In his speech at talkSPORT he said: “They made the mistake. It’s not like the trial that’s going on. The trial is all there. You can go and say, “Look at this, this doesn’t look good.
“If you look at it now, Virgil will probably be out for six or seven months, and all they got in return was that it was offside. That’s really bad. It’s the game today that’s really pathetic.”
Deeney, admits that the top referees needed extra help to make the right decisions more consistently, VAR being one way to do just that, but if the officials are wrong, you shouldn’t blame technique.

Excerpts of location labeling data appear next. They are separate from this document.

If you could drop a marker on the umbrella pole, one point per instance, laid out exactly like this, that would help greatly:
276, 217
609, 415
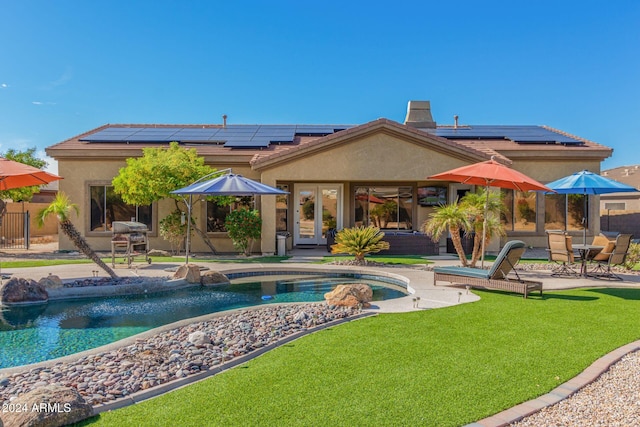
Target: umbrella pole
584, 221
186, 249
484, 226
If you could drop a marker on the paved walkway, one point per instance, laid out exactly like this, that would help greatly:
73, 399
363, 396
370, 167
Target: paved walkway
424, 295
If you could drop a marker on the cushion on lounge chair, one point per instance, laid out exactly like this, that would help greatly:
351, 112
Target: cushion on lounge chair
496, 277
604, 254
504, 263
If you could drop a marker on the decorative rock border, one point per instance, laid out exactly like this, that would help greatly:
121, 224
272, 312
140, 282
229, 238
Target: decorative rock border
170, 359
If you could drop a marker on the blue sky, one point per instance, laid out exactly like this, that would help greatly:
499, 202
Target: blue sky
70, 66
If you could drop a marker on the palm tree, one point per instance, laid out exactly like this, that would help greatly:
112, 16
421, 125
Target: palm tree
474, 204
452, 218
62, 208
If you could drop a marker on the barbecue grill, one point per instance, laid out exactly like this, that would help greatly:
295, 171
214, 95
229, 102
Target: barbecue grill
131, 237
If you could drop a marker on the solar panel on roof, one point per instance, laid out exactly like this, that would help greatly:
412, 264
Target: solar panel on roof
518, 134
244, 136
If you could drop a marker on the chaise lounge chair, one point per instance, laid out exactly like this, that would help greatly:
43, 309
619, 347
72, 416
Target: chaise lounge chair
494, 278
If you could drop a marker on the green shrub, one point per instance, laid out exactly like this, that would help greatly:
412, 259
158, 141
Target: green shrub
173, 230
359, 241
243, 226
633, 256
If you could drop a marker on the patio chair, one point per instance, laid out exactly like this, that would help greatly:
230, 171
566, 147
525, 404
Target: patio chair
496, 277
560, 250
608, 258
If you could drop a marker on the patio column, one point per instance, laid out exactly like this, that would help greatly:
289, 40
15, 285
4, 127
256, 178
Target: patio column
268, 213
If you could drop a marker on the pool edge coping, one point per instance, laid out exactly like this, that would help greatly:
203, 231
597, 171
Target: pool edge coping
124, 342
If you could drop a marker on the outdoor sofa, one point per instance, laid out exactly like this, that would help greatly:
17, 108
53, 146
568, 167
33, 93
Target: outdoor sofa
494, 278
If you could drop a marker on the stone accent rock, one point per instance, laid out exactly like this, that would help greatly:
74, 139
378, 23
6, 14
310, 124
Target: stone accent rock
188, 272
51, 282
48, 406
350, 295
17, 290
213, 278
158, 252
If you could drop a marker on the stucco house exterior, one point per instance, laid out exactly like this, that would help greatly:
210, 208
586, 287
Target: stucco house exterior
337, 175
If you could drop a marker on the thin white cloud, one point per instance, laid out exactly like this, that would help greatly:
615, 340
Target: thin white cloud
66, 76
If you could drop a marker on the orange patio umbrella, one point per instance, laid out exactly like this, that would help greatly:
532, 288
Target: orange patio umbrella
18, 175
491, 174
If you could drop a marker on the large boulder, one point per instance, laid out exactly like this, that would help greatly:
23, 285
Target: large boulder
188, 272
51, 282
350, 295
213, 278
48, 406
159, 252
22, 291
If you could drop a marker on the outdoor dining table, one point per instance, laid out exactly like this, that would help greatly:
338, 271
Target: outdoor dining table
584, 250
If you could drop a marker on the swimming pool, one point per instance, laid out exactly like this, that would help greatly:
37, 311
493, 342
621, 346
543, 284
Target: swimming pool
60, 328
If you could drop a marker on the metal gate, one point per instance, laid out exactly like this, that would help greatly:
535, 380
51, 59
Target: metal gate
15, 231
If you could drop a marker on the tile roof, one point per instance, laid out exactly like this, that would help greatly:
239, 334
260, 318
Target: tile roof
284, 141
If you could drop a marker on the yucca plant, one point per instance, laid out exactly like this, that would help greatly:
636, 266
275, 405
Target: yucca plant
62, 208
359, 241
452, 218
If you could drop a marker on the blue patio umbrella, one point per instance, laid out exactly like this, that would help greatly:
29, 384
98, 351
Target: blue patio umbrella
229, 184
585, 183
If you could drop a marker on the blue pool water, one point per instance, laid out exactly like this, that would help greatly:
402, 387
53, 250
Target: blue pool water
37, 333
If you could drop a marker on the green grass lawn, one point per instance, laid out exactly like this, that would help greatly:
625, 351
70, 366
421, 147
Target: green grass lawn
388, 259
444, 367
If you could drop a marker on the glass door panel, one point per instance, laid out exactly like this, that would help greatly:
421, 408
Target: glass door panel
306, 216
318, 209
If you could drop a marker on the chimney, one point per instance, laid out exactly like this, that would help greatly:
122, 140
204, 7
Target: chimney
419, 115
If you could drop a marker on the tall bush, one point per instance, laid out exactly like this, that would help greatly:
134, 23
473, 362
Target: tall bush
359, 241
243, 226
173, 230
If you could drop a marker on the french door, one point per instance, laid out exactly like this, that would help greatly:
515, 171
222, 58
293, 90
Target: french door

he said: “Before VAR, it was very much like referees needing help, and we need to give them the technology. We gave them help and technology. Now it is as if we are blaming the technology and not the referees. You have to go hand in hand.
Instead, the championship striker is proposing to face the public and admit his mistakes, as any player or manager in the Premier League is expected to do.
“As a player, if you turn around and say ‘I was wrong’, then nobody can say anything.
“A player makes a mistake, there’s a reason for that. The manager would come out and talk about it, referees never seem to be held accountable for what they do.